The impact of complexity is likely to be felt in increased costs, uncertainty and a lack of understanding of how tax affects a business or family transaction or activity. Litigation places a great burden on taxpayers, as it is expensive and very time-consuming – and the result often takes a decade or so to become final.

The problem of definition

The area where we see most tax cases concerns whether someone is providing services as a quasi-employee or as a self-employed person. We can all see that the state of the law is unsatisfactory, as so many people, including well-known individuals, find that their status is challenged by HMRC. Of course, the key reason why so many cases arise is because self-employed individuals have a much lower tax burden than employees. Typically, the biggest difference is national insurance, where employers pay directly 15.05% and the employee’s rate is 3% higher than for a self-employed person.

The debates in this area revolve around principles originally set out in 1967 by Mr Justice MacKenna in the Ready Mixed Concrete case, which interestingly involved the change of status of an employee to a self-employed person – rather as we see in more modern cases. The concrete company sold the individual the truck he drove under hire purchase and paid him a rate per job, with a minimum overall income. The Ministry of Pensions argued that he was an employee but the judge disagreed, holding that the individual was ‘a “small business man” and not a servant’. The tests used look at the right of substitution, control and mutuality of obligations.

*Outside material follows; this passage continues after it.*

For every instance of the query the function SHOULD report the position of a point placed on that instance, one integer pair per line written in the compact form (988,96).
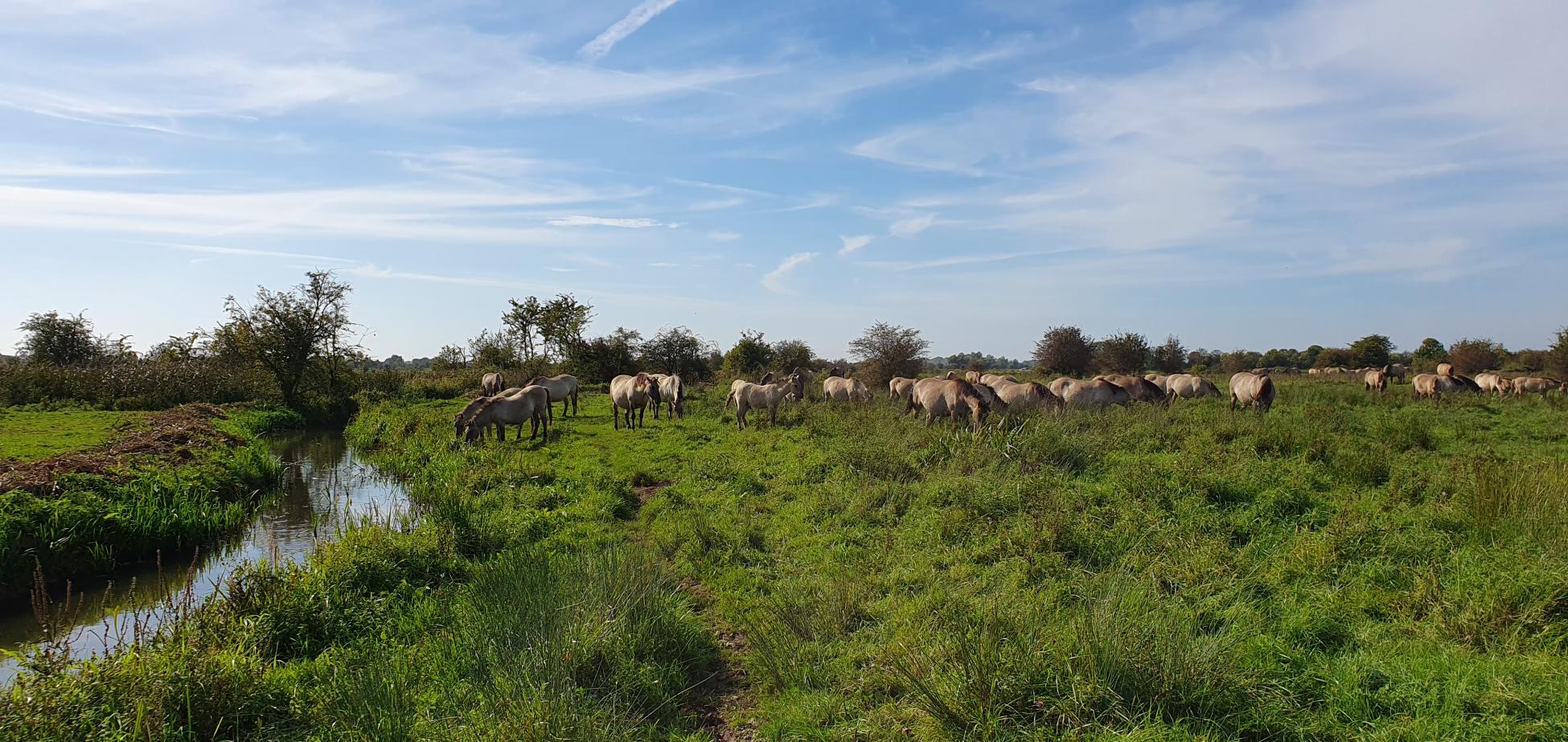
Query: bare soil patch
(170,435)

These rules are unclear. HMRC has put forward some help in the form of the Check Employment Status for Tax tool (CEST). The Department acknowledges that the tool cannot provide clear answers in a minority of cases (see bit.ly/3EwNm4k), and usage data shows that the status cannot be determined in about 20% of cases.

Potential solutions

How might this area be taken forward? There are two issues: the legal question of whether someone is an employee for tax purposes; and the economic issue of the overall tax and national insurance costs.

Surely the answer to the legal question is to develop a new statutory test of employment? The precedent is the statutory test of residence, where new principles were developed to define residence. The key point of the statutory test is that it did not attempt to codify principles drawn from tax cases. Rather, it asked what should be the key factors determining residence. The resulting test is complicated to apply in some cases, but it has the significant benefit of providing a clear answer. Could we not adopt the same approach and develop a new test for employment – at least for tax purposes?

There are two other important areas aligned to this issue. How should status for employment law be determined? Given that there are three status levels for employment law, but only two for tax and national insurance law, how should we deal with overlap? Litigation clearly gives rise to unintended consequences in this area, where cases involve individuals seeking additional employment law rights beyond those originally part of the initial contract between the engager and the individual. Getting it wrong means large backdated claims.

The biggest issue of all, though, is the economic difference between engaging an employee and engaging a self-employed person. Unless this is tackled, there will continue to be pressure on the boundary. Perhaps there are two possible routes: adding an engager levy, where an engager benefits from the services of a self-employed person; or substantially increasing the national insurance payable by the self-employed. The engager levy has the merit of applying to freelancer type of arrangements and – like employer national insurance – appears to be payable by the engager. It has the challenge of finding an acceptable and workable definition. Both routes involve significant economic changes which would not be easy to implement. However, as Ready Mixed Concrete shows, the issue has been with us for a very long time and is only like to grow in importance with new ways of working.